This thirteen-chapter book comprises the Introduction and Conclusion, three chapters each on Malaysia and Indonesia, two each on Singapore and Thailand, and one on the Philippines. It traces the post-war growth of large Southeast Asian corporations by their organization, finance, business environment, and corporate governance.

The analysis of structures of ownership, concentration and governance of family-dominated conglomerates runs parallel to the development of banks, capital markets, state and foreign capital in a corporate economy. While not into the Asian crisis, which is covered in the extant literature since 1997, the book notes the crisis as a common denominator to belie the dramatic but debt-driven regional growth; none was spared one way or the other. [End Page 282]

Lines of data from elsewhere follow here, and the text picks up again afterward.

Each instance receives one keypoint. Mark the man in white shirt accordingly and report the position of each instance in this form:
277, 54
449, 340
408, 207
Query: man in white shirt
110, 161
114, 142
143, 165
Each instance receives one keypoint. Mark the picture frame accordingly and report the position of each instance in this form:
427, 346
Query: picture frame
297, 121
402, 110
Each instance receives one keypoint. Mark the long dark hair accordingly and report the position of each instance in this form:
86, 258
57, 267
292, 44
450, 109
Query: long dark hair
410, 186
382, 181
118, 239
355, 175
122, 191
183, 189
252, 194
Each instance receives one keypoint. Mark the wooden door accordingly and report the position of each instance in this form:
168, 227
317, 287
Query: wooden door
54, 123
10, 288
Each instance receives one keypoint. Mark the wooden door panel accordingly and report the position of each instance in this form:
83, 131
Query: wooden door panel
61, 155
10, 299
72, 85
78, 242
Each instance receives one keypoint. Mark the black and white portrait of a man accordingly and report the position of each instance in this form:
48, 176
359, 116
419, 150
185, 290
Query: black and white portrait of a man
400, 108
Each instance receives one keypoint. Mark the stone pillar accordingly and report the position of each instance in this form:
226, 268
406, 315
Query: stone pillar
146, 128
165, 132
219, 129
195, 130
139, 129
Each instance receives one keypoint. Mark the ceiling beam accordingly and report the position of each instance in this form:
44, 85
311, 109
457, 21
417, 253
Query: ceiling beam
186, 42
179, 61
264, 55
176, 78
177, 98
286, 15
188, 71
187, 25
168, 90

In hindsight, 1997 was a blessing in disguise to catalyse reform and change to be more globalization-ready. The Asian setting is neither an excuse nor exclusivity. Every region or country claims to be unique in development. The book's analytical pole on organization and ownership of Southeast Asian corporations allows comparisons and contrasts of models and behaviour of various agents as owners and stakeholders.

The book's balance of theory and empirical evidence by country and case studies is useful to both teaching and research-oriented academicians as well as policy-makers and practitioners. Nested within large family-dominated conglomerates are small, medium-sized enterprises (SMEs) which the author noted are hard to study, but vital as supporting industries for foreign multinational corporations (MNCs) in the cluster theory.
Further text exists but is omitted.